Here, we adopt an approach based exclusively on in silico design to conceive novel receptor activators, grafting the receptor-binding epitope of the ligand onto scaffolds with simpler topologies in single- or 2-copy configurations. Our strategy starts by disembodying discontinuous residue stretches from the cognate natural complex, using a combination of dihedral and distance matches. By preserving the 3D positions and orientations of these disembodied residues, we seek alternative scaffolds that can be adapted and rigidified to host this rudimentary pharmacophore.
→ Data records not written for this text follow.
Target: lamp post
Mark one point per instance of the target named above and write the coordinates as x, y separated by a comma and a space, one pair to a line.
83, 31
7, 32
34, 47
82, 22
This not only offers a chance for radically enhanced pharmacokinetic features but can also enable the introduction of bespoke pharmacodynamic properties. As a proof of principle, we created designs with granulocyte colony-stimulating factor (G-CSF) activity. G-CSF is a cytokine that stimulates the proliferation and myeloid differentiation of hematopoietic stem and progenitor cells (HSPCs) in the bone marrow and their release into the blood stream. Recombinant human G-CSF (rhG-CSF) has demonstrated great immunotherapeutic utility due to its potent activity in the stimulation of granulopoiesis, enhancing the immunity in neutropenic patients who suffer from a severely diminished number of neutrophils due to genetic dispositions or chemotherapy [1318]. Like most other therapeutic proteins, rhG-CSF has been clinically deployed in its native form or with a few modifications. This almost-direct adoption of a natural protein in a therapeutic context often faces major pharmaceutical development challenges, as evidenced by recombinant production yield, solubility, stability, short serum half-life, and reconstituted activity shelf-life. Engineering attempts have thus been pursued to improve rhG-CSF, spanning point-mutagenesis [1922], PEGylation [23,24], and circularisation [25,26].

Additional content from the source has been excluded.